On February 26, on the third day of Open Source Week, DeepSeek announced the opening of the efficient FP8GEMM library DeepGEMM. DeepSeek's releases in the past three days are all related to algorithms and are more technical.
Chen Ran, founder of the large model ecological community OpenCSG (Open Expression), gave an example to China Business News, "In the past, DeepSeek directly gave a car and told everyone that the car has a range of 900 kilometers, but now DeepSeek is digging deeper to find out how it can drive to 900 kilometers." Why DeepSeek's model can achieve better results, there are some algorithms and corresponding frameworks, and the open source of these "scaffoldings" is conducive to future ecological construction.

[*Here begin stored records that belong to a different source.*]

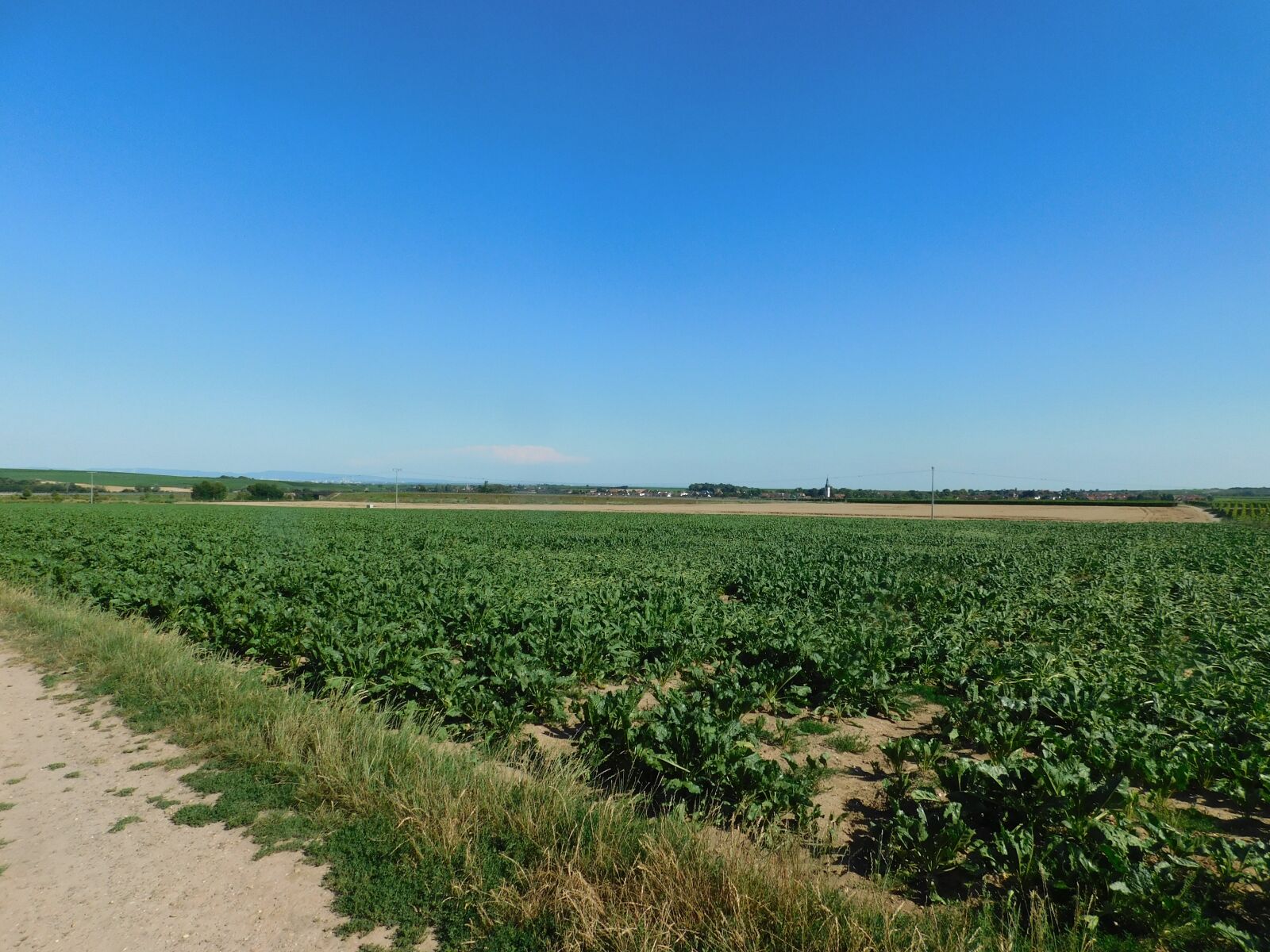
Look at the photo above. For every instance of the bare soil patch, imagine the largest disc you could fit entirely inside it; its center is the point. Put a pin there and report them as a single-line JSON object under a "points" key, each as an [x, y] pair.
{"points": [[93, 863]]}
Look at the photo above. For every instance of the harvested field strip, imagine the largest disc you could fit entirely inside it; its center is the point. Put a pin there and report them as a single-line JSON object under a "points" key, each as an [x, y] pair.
{"points": [[425, 837]]}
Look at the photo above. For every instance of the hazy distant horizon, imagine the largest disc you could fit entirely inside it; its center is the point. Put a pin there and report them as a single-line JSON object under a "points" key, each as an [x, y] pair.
{"points": [[643, 244], [305, 476]]}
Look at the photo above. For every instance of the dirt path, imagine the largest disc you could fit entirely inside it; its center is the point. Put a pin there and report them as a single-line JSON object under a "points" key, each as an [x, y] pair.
{"points": [[71, 884], [893, 511]]}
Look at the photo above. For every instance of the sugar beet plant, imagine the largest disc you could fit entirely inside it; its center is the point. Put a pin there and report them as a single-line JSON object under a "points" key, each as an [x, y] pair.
{"points": [[1087, 673]]}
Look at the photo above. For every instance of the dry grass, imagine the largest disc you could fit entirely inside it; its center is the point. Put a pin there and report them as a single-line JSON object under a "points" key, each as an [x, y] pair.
{"points": [[595, 867]]}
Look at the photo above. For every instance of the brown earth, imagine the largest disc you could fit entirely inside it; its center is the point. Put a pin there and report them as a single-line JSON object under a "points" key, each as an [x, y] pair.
{"points": [[895, 511], [69, 882]]}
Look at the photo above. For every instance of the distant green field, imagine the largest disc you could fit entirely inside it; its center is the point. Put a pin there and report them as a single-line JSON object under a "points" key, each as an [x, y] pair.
{"points": [[1246, 508], [146, 479]]}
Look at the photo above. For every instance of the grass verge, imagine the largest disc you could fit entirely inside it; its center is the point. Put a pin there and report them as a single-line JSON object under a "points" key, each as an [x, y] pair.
{"points": [[421, 835]]}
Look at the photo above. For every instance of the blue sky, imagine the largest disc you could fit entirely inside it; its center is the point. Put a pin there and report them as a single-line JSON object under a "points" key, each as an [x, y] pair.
{"points": [[645, 243]]}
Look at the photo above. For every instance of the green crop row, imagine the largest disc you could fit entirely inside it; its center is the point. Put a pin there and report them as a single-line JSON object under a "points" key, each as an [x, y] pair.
{"points": [[1092, 678]]}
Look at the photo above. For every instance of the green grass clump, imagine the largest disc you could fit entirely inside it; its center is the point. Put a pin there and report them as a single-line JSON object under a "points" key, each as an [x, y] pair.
{"points": [[422, 837], [816, 727], [849, 743]]}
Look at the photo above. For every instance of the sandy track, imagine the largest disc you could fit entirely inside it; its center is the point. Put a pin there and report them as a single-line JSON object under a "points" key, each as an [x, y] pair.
{"points": [[152, 886], [893, 511]]}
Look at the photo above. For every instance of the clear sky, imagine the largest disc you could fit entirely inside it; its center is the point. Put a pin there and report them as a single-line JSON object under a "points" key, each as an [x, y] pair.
{"points": [[639, 243]]}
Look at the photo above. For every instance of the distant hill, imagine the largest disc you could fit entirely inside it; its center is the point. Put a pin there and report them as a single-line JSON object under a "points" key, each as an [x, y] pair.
{"points": [[188, 478]]}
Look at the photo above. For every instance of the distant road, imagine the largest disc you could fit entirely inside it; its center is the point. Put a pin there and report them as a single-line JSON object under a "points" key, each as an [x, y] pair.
{"points": [[893, 511]]}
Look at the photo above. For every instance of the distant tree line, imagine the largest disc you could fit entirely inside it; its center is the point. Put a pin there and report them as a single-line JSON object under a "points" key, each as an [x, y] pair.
{"points": [[724, 489]]}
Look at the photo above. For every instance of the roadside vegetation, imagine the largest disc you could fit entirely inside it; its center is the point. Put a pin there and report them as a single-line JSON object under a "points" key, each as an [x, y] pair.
{"points": [[1098, 757], [429, 837]]}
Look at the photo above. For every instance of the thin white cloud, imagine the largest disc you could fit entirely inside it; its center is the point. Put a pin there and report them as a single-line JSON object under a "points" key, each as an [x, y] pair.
{"points": [[518, 455]]}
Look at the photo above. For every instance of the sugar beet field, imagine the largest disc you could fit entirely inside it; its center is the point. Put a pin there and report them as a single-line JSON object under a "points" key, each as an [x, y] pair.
{"points": [[1091, 702]]}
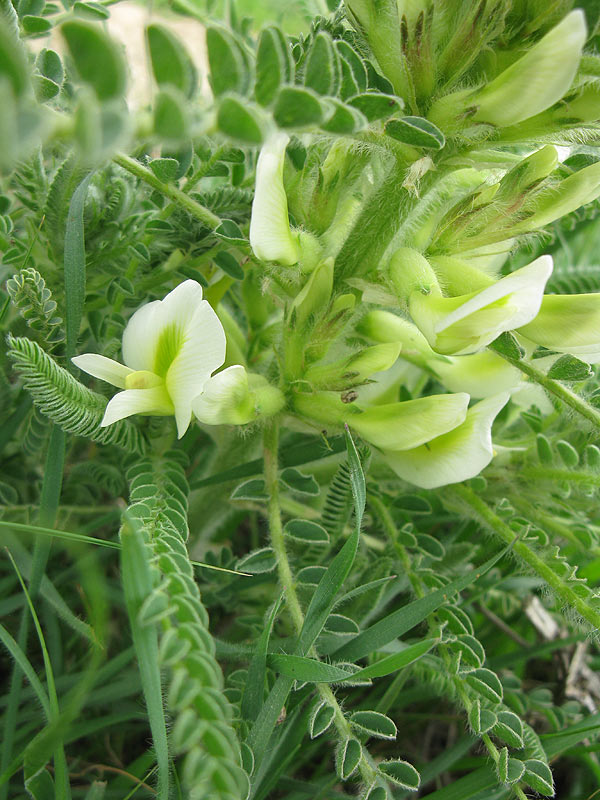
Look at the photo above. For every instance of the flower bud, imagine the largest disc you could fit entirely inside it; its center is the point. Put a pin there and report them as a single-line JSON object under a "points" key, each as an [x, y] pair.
{"points": [[233, 397], [354, 370], [380, 22], [465, 324], [383, 326], [459, 277], [270, 236], [527, 173], [479, 374], [410, 272]]}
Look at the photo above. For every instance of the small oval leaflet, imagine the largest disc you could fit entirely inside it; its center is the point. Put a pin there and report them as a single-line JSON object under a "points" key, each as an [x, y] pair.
{"points": [[374, 724], [170, 115], [311, 576], [322, 69], [486, 683], [401, 773], [413, 503], [229, 67], [321, 719], [417, 132], [430, 546], [303, 530], [236, 118], [33, 24], [165, 169], [91, 10], [231, 232], [569, 368], [355, 63], [509, 728], [49, 64], [539, 777], [377, 793], [481, 720], [338, 623], [297, 108], [345, 119]]}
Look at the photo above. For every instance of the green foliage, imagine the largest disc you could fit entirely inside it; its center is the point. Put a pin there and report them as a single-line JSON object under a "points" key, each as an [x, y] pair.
{"points": [[65, 401], [343, 625]]}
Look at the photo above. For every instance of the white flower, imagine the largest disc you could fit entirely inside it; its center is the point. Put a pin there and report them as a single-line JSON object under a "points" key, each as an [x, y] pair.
{"points": [[236, 397], [270, 236], [466, 324], [171, 347], [568, 324], [455, 456], [537, 80]]}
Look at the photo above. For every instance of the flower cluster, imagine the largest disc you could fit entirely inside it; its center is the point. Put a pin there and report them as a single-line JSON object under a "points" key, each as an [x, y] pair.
{"points": [[449, 309], [171, 348]]}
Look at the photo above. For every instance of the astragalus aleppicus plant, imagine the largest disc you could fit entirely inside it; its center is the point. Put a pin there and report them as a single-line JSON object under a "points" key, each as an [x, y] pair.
{"points": [[299, 409]]}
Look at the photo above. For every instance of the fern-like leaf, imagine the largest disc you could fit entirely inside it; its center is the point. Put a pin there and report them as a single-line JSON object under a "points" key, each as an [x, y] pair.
{"points": [[33, 300], [68, 403]]}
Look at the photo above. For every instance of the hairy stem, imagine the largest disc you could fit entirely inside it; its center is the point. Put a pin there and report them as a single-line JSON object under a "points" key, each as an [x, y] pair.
{"points": [[271, 445], [484, 514], [197, 210]]}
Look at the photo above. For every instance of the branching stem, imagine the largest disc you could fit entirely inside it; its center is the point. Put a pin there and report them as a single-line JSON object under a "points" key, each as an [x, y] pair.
{"points": [[484, 514], [271, 444], [197, 210]]}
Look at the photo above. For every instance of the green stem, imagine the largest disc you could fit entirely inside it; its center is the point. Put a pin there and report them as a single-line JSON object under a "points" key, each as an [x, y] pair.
{"points": [[201, 213], [567, 475], [392, 532], [556, 388], [271, 446], [562, 590]]}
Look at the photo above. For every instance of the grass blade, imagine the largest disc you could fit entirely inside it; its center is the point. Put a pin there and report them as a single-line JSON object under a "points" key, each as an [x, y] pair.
{"points": [[74, 260], [402, 620], [137, 585]]}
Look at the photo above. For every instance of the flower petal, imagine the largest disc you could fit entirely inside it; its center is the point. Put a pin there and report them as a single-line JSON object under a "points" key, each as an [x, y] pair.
{"points": [[104, 368], [226, 399], [456, 456], [400, 426], [202, 351], [141, 335], [270, 235], [137, 401], [568, 324], [462, 325], [479, 374]]}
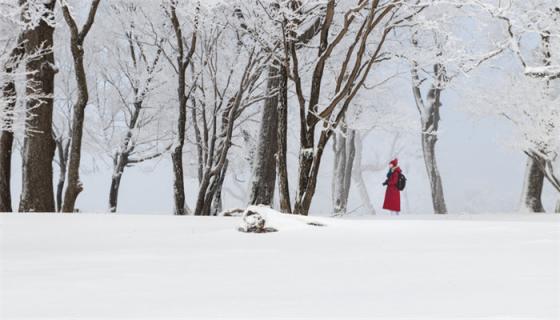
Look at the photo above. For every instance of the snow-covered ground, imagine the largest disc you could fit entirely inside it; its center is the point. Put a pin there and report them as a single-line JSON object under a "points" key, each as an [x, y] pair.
{"points": [[158, 267]]}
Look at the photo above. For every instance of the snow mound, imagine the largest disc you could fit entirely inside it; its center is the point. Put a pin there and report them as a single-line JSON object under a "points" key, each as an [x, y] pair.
{"points": [[261, 219]]}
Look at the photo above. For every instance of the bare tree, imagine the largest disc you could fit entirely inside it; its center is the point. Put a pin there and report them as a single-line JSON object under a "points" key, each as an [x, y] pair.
{"points": [[272, 142], [8, 94], [351, 74], [183, 59], [344, 148], [77, 39], [227, 87], [38, 146]]}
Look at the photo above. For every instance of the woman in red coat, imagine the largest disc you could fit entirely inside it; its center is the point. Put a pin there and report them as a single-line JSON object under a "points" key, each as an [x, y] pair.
{"points": [[392, 194]]}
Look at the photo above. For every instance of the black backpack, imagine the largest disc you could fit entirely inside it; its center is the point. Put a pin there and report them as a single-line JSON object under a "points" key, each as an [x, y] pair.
{"points": [[401, 183]]}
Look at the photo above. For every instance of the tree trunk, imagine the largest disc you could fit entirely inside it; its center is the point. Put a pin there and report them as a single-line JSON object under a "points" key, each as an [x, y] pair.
{"points": [[183, 62], [38, 147], [357, 175], [282, 149], [7, 135], [217, 205], [62, 148], [428, 148], [532, 187], [6, 142], [344, 150], [429, 117], [120, 162], [74, 185], [177, 154], [264, 165]]}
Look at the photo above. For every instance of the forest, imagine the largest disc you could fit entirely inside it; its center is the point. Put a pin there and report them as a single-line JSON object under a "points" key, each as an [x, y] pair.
{"points": [[268, 101]]}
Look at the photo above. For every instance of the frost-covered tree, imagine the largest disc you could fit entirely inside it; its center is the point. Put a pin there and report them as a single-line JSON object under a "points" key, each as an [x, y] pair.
{"points": [[351, 42], [184, 18], [229, 74], [136, 128], [78, 36], [11, 55], [438, 53], [38, 146], [529, 97], [270, 155]]}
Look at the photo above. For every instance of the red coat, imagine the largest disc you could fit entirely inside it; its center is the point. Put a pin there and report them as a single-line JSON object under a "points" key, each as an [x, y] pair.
{"points": [[393, 194]]}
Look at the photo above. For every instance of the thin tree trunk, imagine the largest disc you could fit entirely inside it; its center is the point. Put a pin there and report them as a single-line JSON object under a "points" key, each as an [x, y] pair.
{"points": [[428, 147], [532, 187], [6, 142], [217, 205], [183, 62], [74, 185], [345, 150], [7, 136], [282, 148], [357, 175], [62, 148], [264, 165], [38, 146], [429, 116], [120, 162]]}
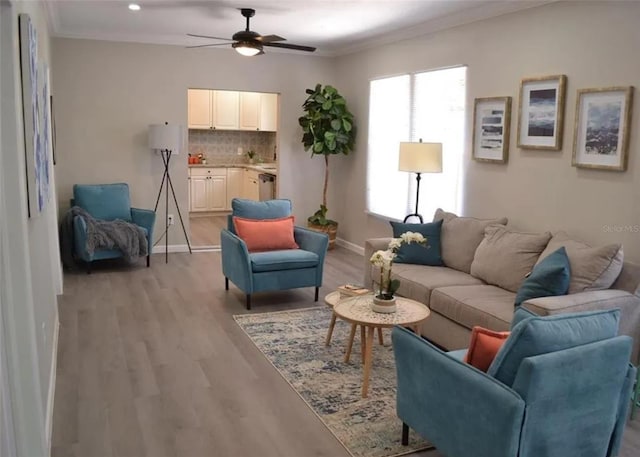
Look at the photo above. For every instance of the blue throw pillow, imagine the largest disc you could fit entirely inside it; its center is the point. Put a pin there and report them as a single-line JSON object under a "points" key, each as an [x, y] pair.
{"points": [[547, 279], [430, 254], [542, 335]]}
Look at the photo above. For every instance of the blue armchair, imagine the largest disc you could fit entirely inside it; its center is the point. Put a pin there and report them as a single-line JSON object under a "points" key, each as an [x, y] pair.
{"points": [[558, 387], [107, 202], [273, 270]]}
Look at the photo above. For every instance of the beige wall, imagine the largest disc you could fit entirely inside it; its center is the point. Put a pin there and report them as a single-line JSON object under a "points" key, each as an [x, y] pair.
{"points": [[28, 251], [593, 43], [108, 93]]}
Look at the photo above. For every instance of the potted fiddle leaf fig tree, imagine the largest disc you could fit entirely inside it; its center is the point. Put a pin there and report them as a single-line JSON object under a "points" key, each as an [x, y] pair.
{"points": [[328, 129]]}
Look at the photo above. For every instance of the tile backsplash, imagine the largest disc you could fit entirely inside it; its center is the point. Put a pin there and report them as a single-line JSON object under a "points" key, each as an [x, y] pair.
{"points": [[221, 146]]}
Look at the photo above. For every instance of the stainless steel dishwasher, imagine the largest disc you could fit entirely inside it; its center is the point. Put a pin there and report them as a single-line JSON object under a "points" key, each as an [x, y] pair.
{"points": [[267, 186]]}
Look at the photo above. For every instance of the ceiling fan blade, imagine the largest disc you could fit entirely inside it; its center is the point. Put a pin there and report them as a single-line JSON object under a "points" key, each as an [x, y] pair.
{"points": [[296, 47], [270, 38], [207, 36], [209, 45]]}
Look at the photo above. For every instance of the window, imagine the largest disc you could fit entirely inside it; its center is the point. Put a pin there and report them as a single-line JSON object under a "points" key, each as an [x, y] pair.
{"points": [[428, 106]]}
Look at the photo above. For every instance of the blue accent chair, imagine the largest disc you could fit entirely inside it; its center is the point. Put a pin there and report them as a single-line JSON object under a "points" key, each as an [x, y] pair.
{"points": [[107, 202], [273, 270], [558, 387]]}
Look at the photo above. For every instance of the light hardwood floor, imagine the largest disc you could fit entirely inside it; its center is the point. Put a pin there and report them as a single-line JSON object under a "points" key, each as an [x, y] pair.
{"points": [[205, 230], [151, 363]]}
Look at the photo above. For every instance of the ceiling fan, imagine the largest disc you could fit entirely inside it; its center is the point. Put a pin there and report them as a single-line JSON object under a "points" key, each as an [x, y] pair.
{"points": [[250, 43]]}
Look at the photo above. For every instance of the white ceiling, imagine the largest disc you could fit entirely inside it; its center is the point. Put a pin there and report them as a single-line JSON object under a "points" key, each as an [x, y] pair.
{"points": [[333, 26]]}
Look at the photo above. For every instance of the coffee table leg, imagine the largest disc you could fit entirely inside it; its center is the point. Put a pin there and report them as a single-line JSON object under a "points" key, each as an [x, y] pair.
{"points": [[363, 341], [350, 344], [367, 361], [331, 325]]}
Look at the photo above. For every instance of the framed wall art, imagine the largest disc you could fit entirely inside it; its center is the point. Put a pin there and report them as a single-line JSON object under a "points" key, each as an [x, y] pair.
{"points": [[541, 112], [491, 128], [601, 133]]}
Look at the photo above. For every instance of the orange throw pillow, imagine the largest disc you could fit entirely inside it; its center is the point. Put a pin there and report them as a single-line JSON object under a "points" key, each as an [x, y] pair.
{"points": [[266, 234], [484, 346]]}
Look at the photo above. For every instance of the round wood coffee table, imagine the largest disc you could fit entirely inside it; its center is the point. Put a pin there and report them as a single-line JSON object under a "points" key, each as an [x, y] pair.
{"points": [[357, 310], [331, 300]]}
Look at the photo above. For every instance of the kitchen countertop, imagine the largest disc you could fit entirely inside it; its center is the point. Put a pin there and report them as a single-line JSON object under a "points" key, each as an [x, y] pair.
{"points": [[272, 170]]}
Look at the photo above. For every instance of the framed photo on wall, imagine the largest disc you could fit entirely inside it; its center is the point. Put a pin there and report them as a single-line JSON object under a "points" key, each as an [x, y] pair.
{"points": [[601, 133], [491, 128], [541, 112]]}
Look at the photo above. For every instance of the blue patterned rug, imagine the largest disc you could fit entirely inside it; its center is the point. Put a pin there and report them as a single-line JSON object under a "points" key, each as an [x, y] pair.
{"points": [[293, 341]]}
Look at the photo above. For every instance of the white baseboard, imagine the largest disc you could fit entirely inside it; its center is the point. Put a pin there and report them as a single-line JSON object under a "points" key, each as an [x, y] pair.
{"points": [[160, 249], [52, 384], [350, 246]]}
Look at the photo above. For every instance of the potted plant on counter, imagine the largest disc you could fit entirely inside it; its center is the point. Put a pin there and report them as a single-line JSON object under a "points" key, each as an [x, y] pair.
{"points": [[328, 129]]}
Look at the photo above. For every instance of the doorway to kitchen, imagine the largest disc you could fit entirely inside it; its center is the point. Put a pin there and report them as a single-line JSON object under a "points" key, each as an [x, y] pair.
{"points": [[233, 153]]}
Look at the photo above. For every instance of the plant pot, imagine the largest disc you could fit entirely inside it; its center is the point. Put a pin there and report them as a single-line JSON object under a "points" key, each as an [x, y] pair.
{"points": [[331, 230], [383, 305]]}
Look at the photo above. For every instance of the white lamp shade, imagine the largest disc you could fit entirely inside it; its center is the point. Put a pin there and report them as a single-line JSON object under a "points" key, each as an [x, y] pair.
{"points": [[420, 157], [165, 137]]}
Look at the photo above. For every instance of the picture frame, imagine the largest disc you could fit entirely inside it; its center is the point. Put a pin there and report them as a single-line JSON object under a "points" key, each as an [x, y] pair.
{"points": [[491, 129], [601, 132], [541, 112]]}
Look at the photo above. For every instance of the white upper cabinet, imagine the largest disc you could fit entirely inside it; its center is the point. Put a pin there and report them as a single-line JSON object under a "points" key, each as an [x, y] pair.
{"points": [[231, 110], [249, 111], [199, 109], [269, 112], [225, 109]]}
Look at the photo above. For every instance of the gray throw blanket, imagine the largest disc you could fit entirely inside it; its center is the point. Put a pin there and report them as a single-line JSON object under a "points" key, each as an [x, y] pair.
{"points": [[125, 236]]}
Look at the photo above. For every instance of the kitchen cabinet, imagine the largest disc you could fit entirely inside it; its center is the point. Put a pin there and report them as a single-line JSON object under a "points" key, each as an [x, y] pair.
{"points": [[226, 104], [251, 185], [234, 184], [199, 113], [207, 189], [232, 110], [249, 111], [268, 112]]}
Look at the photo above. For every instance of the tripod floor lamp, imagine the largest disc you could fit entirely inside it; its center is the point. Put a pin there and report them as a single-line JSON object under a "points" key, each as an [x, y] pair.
{"points": [[167, 139], [420, 158]]}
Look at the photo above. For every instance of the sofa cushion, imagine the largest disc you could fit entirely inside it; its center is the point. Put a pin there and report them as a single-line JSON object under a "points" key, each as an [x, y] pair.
{"points": [[487, 306], [290, 259], [104, 201], [549, 278], [418, 281], [591, 268], [521, 314], [418, 254], [460, 237], [542, 335], [505, 257]]}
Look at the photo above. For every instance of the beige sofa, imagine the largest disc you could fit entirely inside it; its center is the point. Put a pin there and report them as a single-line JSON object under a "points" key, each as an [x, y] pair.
{"points": [[485, 263]]}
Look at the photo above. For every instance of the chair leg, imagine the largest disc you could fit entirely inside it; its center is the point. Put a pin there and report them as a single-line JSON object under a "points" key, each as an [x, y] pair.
{"points": [[405, 434]]}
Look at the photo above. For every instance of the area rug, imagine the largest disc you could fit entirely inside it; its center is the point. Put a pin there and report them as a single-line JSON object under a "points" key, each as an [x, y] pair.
{"points": [[293, 341]]}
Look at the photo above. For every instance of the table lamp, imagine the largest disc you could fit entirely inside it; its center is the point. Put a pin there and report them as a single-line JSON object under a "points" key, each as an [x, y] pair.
{"points": [[420, 158]]}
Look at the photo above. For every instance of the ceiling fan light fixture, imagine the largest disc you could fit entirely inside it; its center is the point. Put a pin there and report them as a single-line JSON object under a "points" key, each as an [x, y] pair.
{"points": [[247, 48]]}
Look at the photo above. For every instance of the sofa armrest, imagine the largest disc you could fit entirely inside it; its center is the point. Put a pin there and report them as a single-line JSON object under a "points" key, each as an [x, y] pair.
{"points": [[236, 264], [144, 218], [370, 246], [460, 409], [628, 304]]}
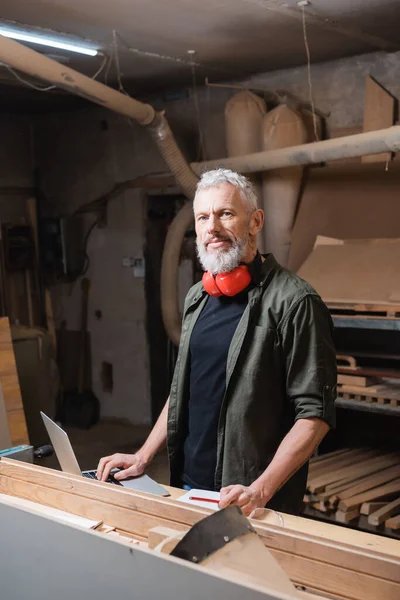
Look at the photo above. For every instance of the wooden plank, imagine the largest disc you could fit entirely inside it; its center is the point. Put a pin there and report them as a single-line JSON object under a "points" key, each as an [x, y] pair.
{"points": [[389, 510], [393, 523], [379, 492], [323, 457], [369, 507], [378, 114], [334, 462], [365, 468], [371, 481], [344, 559], [356, 274], [10, 387], [347, 516], [335, 467]]}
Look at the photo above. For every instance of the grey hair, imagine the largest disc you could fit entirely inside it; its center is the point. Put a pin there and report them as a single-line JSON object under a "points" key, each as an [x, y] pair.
{"points": [[218, 177]]}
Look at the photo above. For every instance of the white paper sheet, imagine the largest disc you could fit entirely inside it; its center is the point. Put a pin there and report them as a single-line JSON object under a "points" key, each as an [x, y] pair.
{"points": [[206, 494]]}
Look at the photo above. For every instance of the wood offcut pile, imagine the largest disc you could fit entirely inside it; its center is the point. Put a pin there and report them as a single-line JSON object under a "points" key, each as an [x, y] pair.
{"points": [[371, 385], [353, 482]]}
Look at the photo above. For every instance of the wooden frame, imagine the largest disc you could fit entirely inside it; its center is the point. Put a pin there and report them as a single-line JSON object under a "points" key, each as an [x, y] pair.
{"points": [[367, 569]]}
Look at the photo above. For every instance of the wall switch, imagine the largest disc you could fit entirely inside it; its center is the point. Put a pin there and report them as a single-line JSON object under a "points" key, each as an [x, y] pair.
{"points": [[139, 269]]}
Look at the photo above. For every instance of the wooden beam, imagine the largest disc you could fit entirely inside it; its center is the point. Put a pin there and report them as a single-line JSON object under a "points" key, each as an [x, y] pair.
{"points": [[311, 561], [378, 114], [389, 510], [393, 523], [379, 492]]}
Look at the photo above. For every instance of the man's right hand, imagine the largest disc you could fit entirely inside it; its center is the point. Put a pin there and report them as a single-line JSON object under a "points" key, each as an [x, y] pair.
{"points": [[132, 465]]}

Specific to the keywords released this time, GEMM (General Matrix Multiplication) is a basic operation in linear algebra, while FP8GEMM is a calculation operation that uses 8-bit floating point numbers for matrix multiplication. FP8 is a low-precision floating point format suitable for deep learning and high-performance computing. It can reduce memory usage and bandwidth requirements while maintaining high computing efficiency.
According to DeepSeek, DeepGEMM supports both traditional dense models and GEMM operations of MoE (Mixed Expert) models. This code provides efficient training and inference support for V3/R1 series hardware based on NVIDIA Hopper architecture (such as H100GPU).
DeepSeek mentioned that based on this code base, the performance of 1350+FP8TFLOPS (floating point operations per second) can be achieved on the NVIDIA Hopper architecture GPU, making full use of computing power. At the same time, the code base design is very simple, with only one core kernel function and a code size of about 300 lines, but it outperforms expert-tuned kernels on most matrix sizes.
What is the impact of open source DeepGEMM? The reporter asked this question to DeepSeek, which responded that DeepGEMM solved the pain points of large model computing efficiency and resource consumption through FP8 and hardware-level optimization, and especially provided key support for the implementation of the MoE model. Its open source behavior not only accelerates the democratization of technology, but also may become the "infrastructure" of the AI computing ecosystem and promote the development of the industry in a more efficient and low-cost direction.
FP8 is an emerging standard for AI computing. Its high efficiency can accelerate the training of hundreds of billions of parameter models and reduce video memory requirements. When deployed on edge devices or in the cloud, FP8's low-precision calculations can significantly improve throughput and reduce costs. Therefore, open source DeepGEMM can promote the popularization of FP8 ecology, lower the threshold for developers to use, promote more frameworks and models to adapt to FP8, and accelerate the industry's migration to low-precision computing.
In addition, MoE models are difficult to implement due to computational complexity. The open source of DeepGEMM provides an efficient implementation reference, which may lead to more MoE applications (such as multi-modal models, edge-side efficient models).
Regarding DeepSeek's open source code base for three consecutive days, Chen Ran told reporters, "We are quite shocked by it." DeepSeek's ultimate goal is to show how their R1 and V3 are made. He believes that the algorithms currently released by DeepSeek are "scaffolding" in a sense. "We must give everyone a 'scaffolding' so that everyone can continue to use the technology line based on DeepSeek, and ultimately the industry can build an ecosystem based on this."
In the long run, Chen Ran believes that the open source initiative of DeepSeek is very meaningful. It has both model standards, tool standards, and ecological cornerstones, so that the ecosystem can grow.
Chen Ran judged that DeepSeek's code open source may affect a group of practitioners working on the AIInfra layer. "DeepSeek basically provides the technology stack and models, but it lacks data, but others may also reproduce the data. People in the AIInfra layer will have to find new directions." But he also said that this kind of open source is a double-edged sword. If you can make good use of DeepSeek's open source content, you may also benefit. "If you don't use it well, you will be hit."
Some practitioners also told reporters that DeepSeek's open source is the inference acceleration of the Infra layer. The open source of DeepSeek's underlying technology will have an impact on practitioners, but it may not be too big.
"DeepSeek's impact on the industry has just begun, and no one can guess the outcome." said the above-mentioned practitioner.
DeepSeek has previously announced that it will open source 5 code libraries one after another. Next, DeepSeek will release two more code libraries this week. "Every line of code shared will become a collective motivation to accelerate the development of the AI industry." DeepSeek said in the announcement.